A rich hippo drives a car with numerous mice serving as horns. An annoyed mouse driving behind demands her to move aside, then drives on her car as retribution for her refusal. The hippo raises her car to tower over the mouse and drives over him, only to run over Foxy. Foxy angrily pursues her after spitting out chewing tobacco. She demands to be given an extra chance for forgiveness, which Foxy at first relents but refuses due to her vulgar behavior, reducing her to tears as he issues a traffic ticket and slams a trash can onto her head.

Foxy is hit by a falling object and spots Roxy and her dog. Roxy's dog licks him with affection, much to his chagrin; he ties the dog's tongue over its head, which then untangles as he dances to Roxy's piano playing. The trio dance while Foxy uses the dog to play a piano roll. Suddenly, they hear a crow robbing another rich hippo at gunpoint. Foxy and other policemen pursue him, as the crow's vehicle expands to reveal more thugs. While the other policemen were incapacitated in a pothole, the thugs abduct Roxy.
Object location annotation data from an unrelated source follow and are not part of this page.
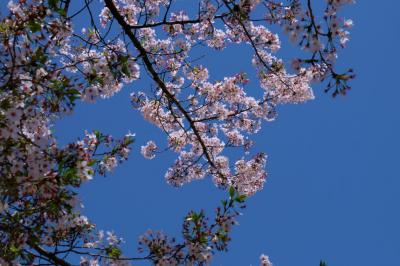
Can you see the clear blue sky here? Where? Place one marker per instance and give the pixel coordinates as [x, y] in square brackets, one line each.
[333, 190]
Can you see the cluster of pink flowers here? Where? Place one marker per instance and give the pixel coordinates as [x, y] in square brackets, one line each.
[46, 67]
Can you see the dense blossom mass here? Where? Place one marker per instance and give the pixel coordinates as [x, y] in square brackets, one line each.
[48, 63]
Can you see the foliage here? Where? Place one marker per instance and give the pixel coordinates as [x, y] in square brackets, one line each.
[46, 67]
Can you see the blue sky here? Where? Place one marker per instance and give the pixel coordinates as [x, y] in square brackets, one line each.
[333, 190]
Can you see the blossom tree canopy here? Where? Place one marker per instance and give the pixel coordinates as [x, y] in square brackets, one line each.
[47, 64]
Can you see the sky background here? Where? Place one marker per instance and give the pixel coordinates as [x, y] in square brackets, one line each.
[333, 189]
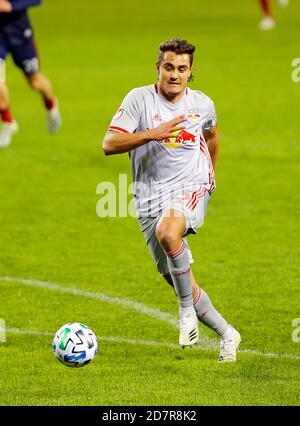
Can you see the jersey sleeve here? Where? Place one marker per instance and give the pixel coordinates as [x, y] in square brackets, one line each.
[19, 5]
[126, 119]
[211, 120]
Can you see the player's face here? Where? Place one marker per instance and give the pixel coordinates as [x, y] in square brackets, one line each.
[173, 74]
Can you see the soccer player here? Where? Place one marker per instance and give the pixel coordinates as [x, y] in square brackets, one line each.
[16, 38]
[170, 133]
[268, 22]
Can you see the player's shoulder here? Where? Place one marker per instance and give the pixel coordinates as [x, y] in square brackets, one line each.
[201, 97]
[142, 92]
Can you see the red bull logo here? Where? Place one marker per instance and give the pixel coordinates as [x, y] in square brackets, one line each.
[181, 137]
[193, 117]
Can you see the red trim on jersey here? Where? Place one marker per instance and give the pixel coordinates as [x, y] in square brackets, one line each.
[119, 129]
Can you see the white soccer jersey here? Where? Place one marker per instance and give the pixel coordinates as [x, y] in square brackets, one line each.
[163, 169]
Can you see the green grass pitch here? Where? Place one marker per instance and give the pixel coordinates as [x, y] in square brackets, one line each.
[247, 253]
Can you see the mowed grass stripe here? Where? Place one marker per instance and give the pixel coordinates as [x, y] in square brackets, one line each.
[205, 342]
[117, 339]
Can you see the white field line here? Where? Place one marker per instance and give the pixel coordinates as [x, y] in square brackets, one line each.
[205, 342]
[154, 343]
[125, 303]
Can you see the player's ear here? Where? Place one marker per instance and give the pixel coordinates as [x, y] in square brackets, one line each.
[157, 68]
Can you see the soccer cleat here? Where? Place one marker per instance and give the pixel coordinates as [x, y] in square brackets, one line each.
[7, 132]
[267, 23]
[229, 347]
[189, 333]
[54, 118]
Foxy uses his mechanical horse to retrieve Roxy and lure the thieves into jail. Foxy and Roxy celebrate the criminal's incarceration, only for the crow to shoot Foxy's buttocks with a machine gun.

==Colorized version==
A copy of the short was sent to South Korea in 1973 to be redrawn in color, being renamed On Duty. However, the copy was missing its audio. As a result, the short was filled with stock music and sound effects and contained no dialogue.

==Home media==
One More Time is available on Disc 3 of the Looney Tunes Golden Collection: Volume 6.